Rijksbijdragen voor de haveninterne infrastructuur De haveninterne infrastructuur (kaden, havenbekkens, bedrijfsterreinen) is de verantwoordelijkheid van de havenbeheerder. Gebruikers van de haven(industrieën, rederijen, op- en overslagbedrijven) betalen in de vorm van huur, kadegeld en zeehavengeld de hiermee gemoeide investeringen terug. Doordat in de landen om ons heen het Rijk meer bijdraagt in de kosten van de haveninterne infrastructuur dan in Nederland, wordt in ons land een groter deel van deze kosten via genoemde tarieven in rekening gebracht bij de gebruikers van de havens. De concurrentiepositie van de Nederlandse zeehavens en de daar actieve bedrijven wordt hierdoor ongunstig beïnvloed.
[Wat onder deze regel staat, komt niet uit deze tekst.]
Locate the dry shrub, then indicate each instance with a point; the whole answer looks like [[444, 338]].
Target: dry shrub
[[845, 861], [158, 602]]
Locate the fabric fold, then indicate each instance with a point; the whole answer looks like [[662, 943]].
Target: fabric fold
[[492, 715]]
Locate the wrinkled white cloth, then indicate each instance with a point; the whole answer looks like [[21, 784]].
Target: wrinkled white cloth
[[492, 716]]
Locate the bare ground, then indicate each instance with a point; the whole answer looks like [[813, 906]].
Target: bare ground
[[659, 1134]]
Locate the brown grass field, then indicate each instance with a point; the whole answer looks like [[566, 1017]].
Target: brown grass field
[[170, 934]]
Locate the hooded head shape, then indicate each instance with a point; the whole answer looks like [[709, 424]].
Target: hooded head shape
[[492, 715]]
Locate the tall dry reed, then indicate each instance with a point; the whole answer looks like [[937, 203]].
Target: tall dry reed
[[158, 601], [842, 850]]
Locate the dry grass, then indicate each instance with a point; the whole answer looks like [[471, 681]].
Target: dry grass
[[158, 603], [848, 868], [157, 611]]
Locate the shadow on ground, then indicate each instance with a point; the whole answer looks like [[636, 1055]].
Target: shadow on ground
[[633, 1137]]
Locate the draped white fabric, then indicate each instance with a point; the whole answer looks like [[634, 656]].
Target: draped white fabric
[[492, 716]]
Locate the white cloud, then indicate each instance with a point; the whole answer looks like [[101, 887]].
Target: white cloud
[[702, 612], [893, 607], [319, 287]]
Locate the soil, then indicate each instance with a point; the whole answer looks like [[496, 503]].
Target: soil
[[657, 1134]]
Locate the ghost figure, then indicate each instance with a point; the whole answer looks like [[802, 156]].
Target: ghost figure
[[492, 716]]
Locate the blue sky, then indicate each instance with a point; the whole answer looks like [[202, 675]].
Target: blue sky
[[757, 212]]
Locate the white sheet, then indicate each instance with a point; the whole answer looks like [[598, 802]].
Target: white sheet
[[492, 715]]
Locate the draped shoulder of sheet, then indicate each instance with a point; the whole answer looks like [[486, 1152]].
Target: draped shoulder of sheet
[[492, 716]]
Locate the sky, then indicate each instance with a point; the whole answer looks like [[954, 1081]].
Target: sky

De verschillen met België springen hierbij het meest in het oog. De jaarlijkse rijksbijdrage in Nederland voor de haveninterne infrastructuur van de zeehavens bedraagt circa 25 miljoen gulden per jaar (HIP-regeling), terwijl in België jaarlijks gemiddeld 150 miljoen gulden wordt bijgedragen in deze kosten.

Publiek-private samenwerking(PPS) geen doel op zich PPS mag bij de realisatie van infrastructuur in de zeehavens niet gezien worden als doel op zich of als voorwaarde gesteld worden bij de besluitvorming over het al dan niet aanleggen ervan. De internationale concurrentieverhoudingen laten niet toe dat PPS constructies worden toegepast die via doorberekening leiden tot hogere kosten voor de gebruikers van de havens. PPS met gebruikers acht de werkgroep daarom niet kansrijk.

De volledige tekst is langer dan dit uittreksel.